Unsurprisingly, I've been mining the remnants of those large retail coffins off the streets still labeled "Tower Records" the past few weeks, taking advantage of the great discounts. Many people have. In fact, people who have probably no experience ever going to a record store have been doing so in hopes of finding holiday seasons gifts. The constant looks of horror, shock, and amazement on many of these faces are indescribable.
My reaction to discovering that a "normally" $22 Ennio Morricone import CD soundtrack for Barbablu', for which I ended up paying just ten bucks at the Seattle/Lower Queen Anne Tower Remnants, had an AOL subscription CD-ROM in the case instead, made me mildly disappointed. Out of the multitudes of purchases I made, this was one I was more excited about than the others. I figured I could just return it for store credit to get other goods at the very least. Or maybe not. I do remember seeing a sign written in erasable marker stating "ALL SALES ARE FINAL." But, I wasn't at fault here, and I'm sure I could just go back and get some informal credit for this -- and end up buying more stuff along the way to right the wrong... right?
Tonight, I walked to the empty cashier desk with my defective CD and the receipt, and explained my situation. I was immediately told by the guy and girl working behind the desks that they cannot take back defective CDs.
I asked why not.
They said that they cannot just start taking back everybody who supposedly has a broken CD and giving them credit. "We are trying to get rid of stuff."

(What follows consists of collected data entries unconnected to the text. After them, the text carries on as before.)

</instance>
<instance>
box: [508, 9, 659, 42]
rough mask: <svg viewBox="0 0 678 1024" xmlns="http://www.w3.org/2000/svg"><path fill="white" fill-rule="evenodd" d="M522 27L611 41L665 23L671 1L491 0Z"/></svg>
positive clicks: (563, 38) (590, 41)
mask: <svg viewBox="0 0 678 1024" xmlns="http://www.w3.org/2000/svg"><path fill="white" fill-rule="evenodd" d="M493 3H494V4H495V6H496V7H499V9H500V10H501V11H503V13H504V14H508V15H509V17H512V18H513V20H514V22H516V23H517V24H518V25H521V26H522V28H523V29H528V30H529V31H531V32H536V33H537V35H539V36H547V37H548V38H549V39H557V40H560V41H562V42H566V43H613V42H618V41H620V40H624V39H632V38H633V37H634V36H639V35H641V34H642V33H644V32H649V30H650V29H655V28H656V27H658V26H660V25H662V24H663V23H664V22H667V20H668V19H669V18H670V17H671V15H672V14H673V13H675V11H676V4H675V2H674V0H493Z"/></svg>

There was certainly a tone in that reply that implied a lack of trust of customers who would copy their heavily discounted CDs, stuff the case with crap, and claim to have purchased a defective CD. So I told them that I had made several purchases at their store, and that I would never do such a thing unless I was telling the truth.
The girl responded by saying "No, it's not that we think you're a crook! All sales are final. We can not take anything back, even if it's defective, which sucks for you in this case, but we can't. Sorry."
I asked if I could just have store credit, and they immediately said "No! We told you can NOT GIVE CREDIT BACK. We are not 'Tower Records' anymore. We are owned by liquidators. We have to play by their rules."
While they were defending themselves, I verbally hypothesized the following to them: "So, if you guys wanted to re-seal CDs with AOL subscription CD-ROMS and sell them as something else, you could get away with it, and customers couldn't be refunded."
They paused, looked down, and said "Yes" without any emotion. Since I was planning to write an article about the demise of Tower Records anyway, I thought this was a very awful response -- so I told them that I was writing this article and asked if I could quote them on what they just told me. The girl soured and said "No!"
At that moment, I realized I was being very impetuous, so I was going to subsequently just state that I think their liquidators' policy on not taking back defective CDs was wrongheaded, based on retail principle, whether going out of business or not. It's not that I really needed the ten dollars, nor did I expect the employees to care what I have to say. But it's just a bad business decision to upset wronged customers when in any business, even liquidation, as these stories can spread and cast back a bad reputation. Basic logic in Retail 101.
But I never got to state that. The girl got up and started on me... quite loudly, in front of everybody in the store.
"OK, sir, you are being VERY rude. YOU come in here and accuse us of a scheme to re-seal CDs and sell them back to customers and THEN you ask to quote us on this which is very FUCKED up. So you can just take your quotes and go to hell. And you can call your article 'Asshole'!"
This entire half of the store pauses.
"Oh, and this is my last day, so that's why I yelled at you."
Putting aside the issue of whether I deserved to be yelled at or not, which I feel was partially deserved, let's step back for a moment here.
The people currently working at Tower know that they will no longer have jobs in the very near future.
These employees certainly have not been acting too seriously on the job. It would be ridiculous to expect that. Actually, I'd find it very strange if they were jovial and spirited. I have no idea how many of these people have been working there for a long time, or had just been recently hired to help with liquidation. But I doubt any browser at Tower Remnants today would expect any type of good service. The product is frickin' cheap! Who cares!
To which I have to ask my friend at the who bitched me out: if your fellow employees are not going to act seriously in your final days at a liquidated retail establishment, why bother acting studious about return policies? Do you think that yelling at customers and cursing at them will get you a better job reference than letting someone's botched purchase slide by ten dollars worth of credit? What kind of value does a good or bad job reference from a liquidation company hold, anyway?
I realize that it cannot be fun at all to be a Tower Remnants employee, especially given insane hours, insane moments during work, and no sense of job security. I was probably just another awful ugly troll in a grand retail parade of unpleasantness that these Tower employees glaze over every day.
I had already emotionally distanced myself from the very slow rot of a once great music chain. After this experience, this was the anger I needed to be pelted with so I could vow to never see Tower in any shape or form ever again. The fork is stuck in it.